# What golf ball to use



## pfr5493 (Apr 24, 2009)

I use the pro v1. My speed is around 95-96 mph clubhead. 67 years old. I can spin the ball and it works well on short game also. I would like to get a little more yardage with the irons, at 1950 ft elevation I get a smooth 150 out of 7 iron and the 60 deg goes 60 yds with a smooth swing minimum.

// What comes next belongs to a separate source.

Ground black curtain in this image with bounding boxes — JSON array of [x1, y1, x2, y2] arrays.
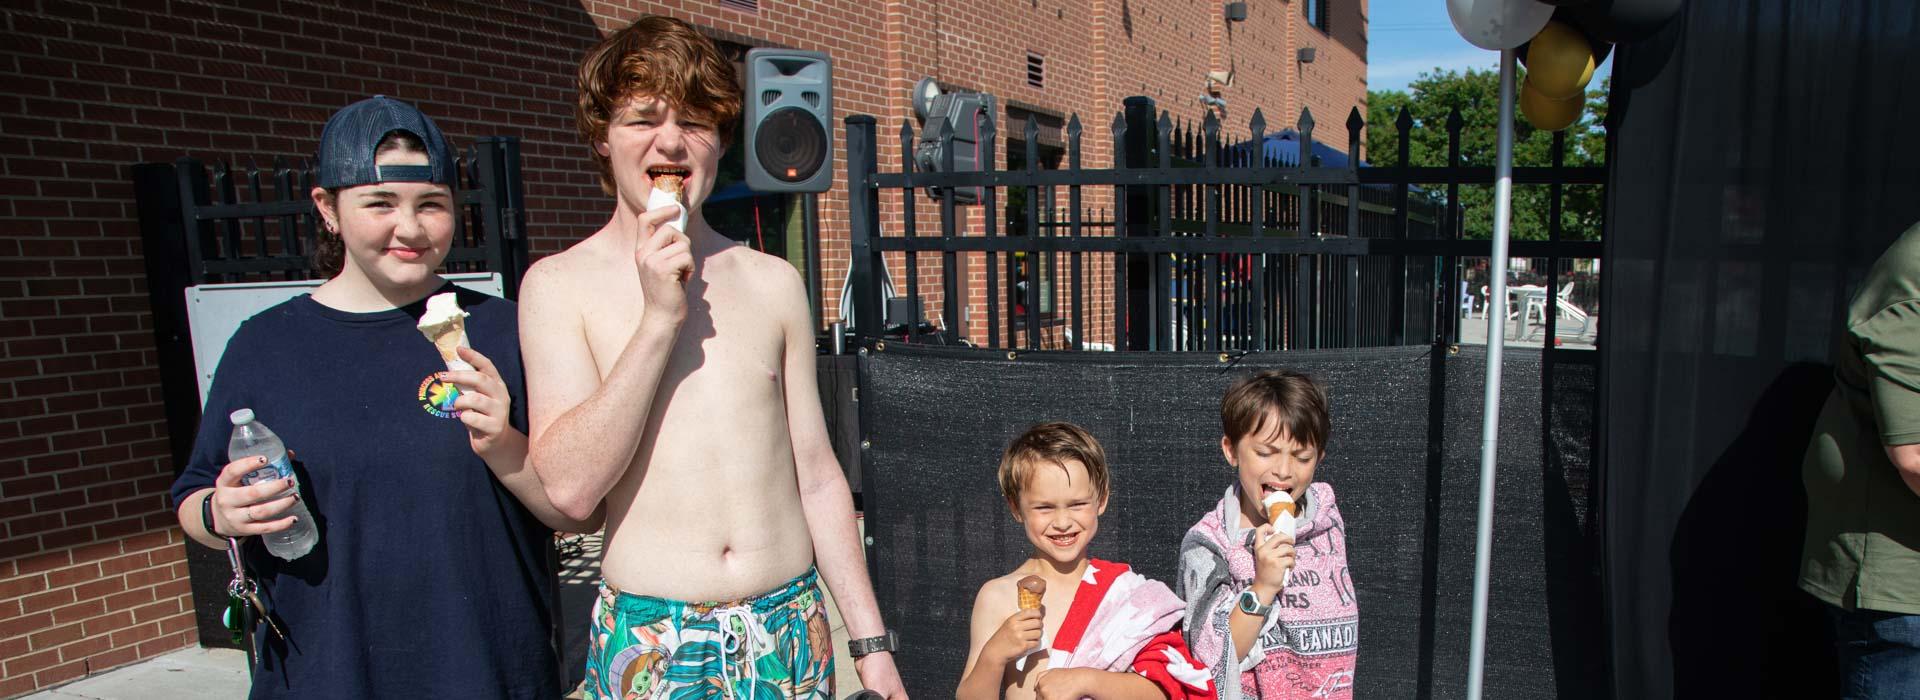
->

All help for the old geezer is appreciated


----------



## Cajun (Jan 17, 2010)

Welcome to Golf Forum! I don't think I can be of much help for you, I'm still just a hacker so I play whatever I can find around the course. I've pretty much played it all, but not enough to comment on any one ball. I'm sure some of the other guys with a lower handicap will chime in with some opinions.


----------



## pfr5493 (Apr 24, 2009)

*Thanks*

I have a 13 handicap. but it gets lower as the season gets on. 3 was my best ever at 7230 yds. 40-50 yrs old. Now I call it diminishing skills as the war wounds creep in the the gut expands .


----------



## FrogsHair (Mar 4, 2010)

I have mixed feelings about what golf ball is best for a golfer's swing. Personally I like those yellow Volvik Crystal balls which are 70 compression. My driver speed is some where around +/- 97mph. When I can't find the Volviks I play those Bridgestone e5+, e6+, or e7+. Sometimes I play the Topflite D2 series of balls. All of those balls play about the same for me. I can't see any difference in my scores. I played that Penta 5 piece ball from Taylormade for about 10+ rounds against a cheap Topflite D2 ball. The Topflite cost about $1.20 a ball. The Penta was just a few yards longer off the tee, and nothing else about it stood out to make me think it was worth $5 a ball. I played a sleeve of those Bridgestone B330-RX which is another high dollar ball. Again, nothing that much different about it, from the other balls I have played over the past few months. 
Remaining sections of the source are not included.